Si può discutere quanto si vuole sull’opportunità che la Turchia entri a far parte dell’Unione Europea, e ripeto che se l’Unione fosse quel che i padri fondatori avevano pensato dovesse essere non sarebbe possibile. Ma noi non siamo negli anni cinquanta, l’Unione è già un insieme disomogeneo senza anima politica, e le priorità sono altre.
Per questo è assai improvvida la decisione di congelare il negoziato, sbattendo in faccia ai turchi l’apertura a Cipro dei loro porti. Improvvida e pericolosa.
Il tema che oggi domina l’agenda politica internazionale è l’atteggiamento da prendersi nei confronti di quegli Stati islamici che si mostrano esplicitamente ostili ed aggressivi nei confronti delle democrazie occidentali. Non solo vi sono Stati che allevano nel proprio seno le cellule cancerose del terrorismo fondamentalista, ma ve ne sono anche, come l’Iran, che inseguono l’arma atomica con il dichiarato obiettivo di cancellare Israele dalla carta geografica. Nel mentre questo accade la Turchia è un Paese la cui popolazione è in maggioranza islamica ed il cui governo è retto dal leader di un partito islamico.
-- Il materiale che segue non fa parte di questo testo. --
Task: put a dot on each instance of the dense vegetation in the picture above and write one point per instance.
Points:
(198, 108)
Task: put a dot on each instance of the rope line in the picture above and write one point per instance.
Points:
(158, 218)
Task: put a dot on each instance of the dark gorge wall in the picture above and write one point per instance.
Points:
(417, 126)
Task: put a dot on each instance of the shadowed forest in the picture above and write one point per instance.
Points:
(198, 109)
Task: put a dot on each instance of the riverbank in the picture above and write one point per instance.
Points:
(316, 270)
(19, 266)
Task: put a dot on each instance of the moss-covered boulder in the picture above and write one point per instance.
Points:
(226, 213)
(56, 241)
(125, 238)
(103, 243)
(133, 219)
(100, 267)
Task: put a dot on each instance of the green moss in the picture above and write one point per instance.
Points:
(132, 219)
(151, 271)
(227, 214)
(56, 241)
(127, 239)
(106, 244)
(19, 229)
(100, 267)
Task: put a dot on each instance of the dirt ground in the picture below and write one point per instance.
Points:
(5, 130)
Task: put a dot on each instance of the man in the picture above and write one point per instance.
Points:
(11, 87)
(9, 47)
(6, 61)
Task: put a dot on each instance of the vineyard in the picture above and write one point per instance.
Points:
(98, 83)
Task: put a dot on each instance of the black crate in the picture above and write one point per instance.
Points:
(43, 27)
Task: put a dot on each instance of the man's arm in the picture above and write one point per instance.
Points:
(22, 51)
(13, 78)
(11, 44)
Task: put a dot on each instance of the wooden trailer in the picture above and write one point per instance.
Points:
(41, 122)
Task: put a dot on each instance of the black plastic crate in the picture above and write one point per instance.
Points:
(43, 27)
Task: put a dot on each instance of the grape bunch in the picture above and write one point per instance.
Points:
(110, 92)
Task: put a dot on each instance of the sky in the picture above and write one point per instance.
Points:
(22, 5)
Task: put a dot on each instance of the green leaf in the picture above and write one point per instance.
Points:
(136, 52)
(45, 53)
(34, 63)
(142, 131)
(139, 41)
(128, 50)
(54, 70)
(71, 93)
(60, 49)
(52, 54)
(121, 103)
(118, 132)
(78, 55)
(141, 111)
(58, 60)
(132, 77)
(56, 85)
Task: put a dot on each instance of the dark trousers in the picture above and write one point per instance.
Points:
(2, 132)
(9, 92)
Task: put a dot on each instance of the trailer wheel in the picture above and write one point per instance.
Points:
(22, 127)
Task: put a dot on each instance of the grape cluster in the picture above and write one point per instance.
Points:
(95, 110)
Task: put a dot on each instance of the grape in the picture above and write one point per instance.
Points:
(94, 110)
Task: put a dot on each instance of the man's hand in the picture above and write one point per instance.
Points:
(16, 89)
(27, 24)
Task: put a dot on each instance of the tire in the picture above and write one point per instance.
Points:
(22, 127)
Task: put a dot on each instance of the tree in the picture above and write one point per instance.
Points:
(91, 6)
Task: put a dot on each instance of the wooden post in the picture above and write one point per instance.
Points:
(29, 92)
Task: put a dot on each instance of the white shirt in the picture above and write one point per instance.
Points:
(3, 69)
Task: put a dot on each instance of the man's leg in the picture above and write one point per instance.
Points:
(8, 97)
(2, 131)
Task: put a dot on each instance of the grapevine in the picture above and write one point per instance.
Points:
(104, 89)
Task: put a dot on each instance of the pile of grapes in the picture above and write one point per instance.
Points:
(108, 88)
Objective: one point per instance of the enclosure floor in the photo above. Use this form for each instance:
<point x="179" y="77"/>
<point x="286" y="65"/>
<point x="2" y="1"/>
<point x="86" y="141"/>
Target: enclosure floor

Ciò non di meno resta una democrazia (con mille difetti), resta un Paese che guarda ad occidente, resta una realtà dove la convivenza di idee e fedi diverse è possibile.
Non basta, è anche il Paese che proprio in queste ore ospita il capo della cattolicità. E per quanto si possa sostenere che gli affari religiosi non devono essere politici, ha un sicuro rilievo politico il fatto che quel viaggio si sia potuto fare e che il capo del governo abbia incontrato l’ospite, dandogli il benvenuto. In quanti altri Stati a maggioranza islamica questo è possibile? Il meno che si possa dire, quindi, è che la burocrazia di Bruxelles ha scelto il momento peggiore per farsi sentire. Il peggiore. Ed anche questo è un segno dell’insufficienza politica dell’Unione, perché lo scambio di pareri fra la Commissione Europea ed il Consiglio, fatto in questo modo avventato, come se non si trattasse di una materia di primaria importanza, come se il tema da esaminarsi non fosse solo la coerenza turca con le richieste europee, ma anche quello della politica europea nei confronti del vicino islam, dimostra quanto poco siano politiche quelle istituzioni. E’ un problema nostro, mica solo dei turchi.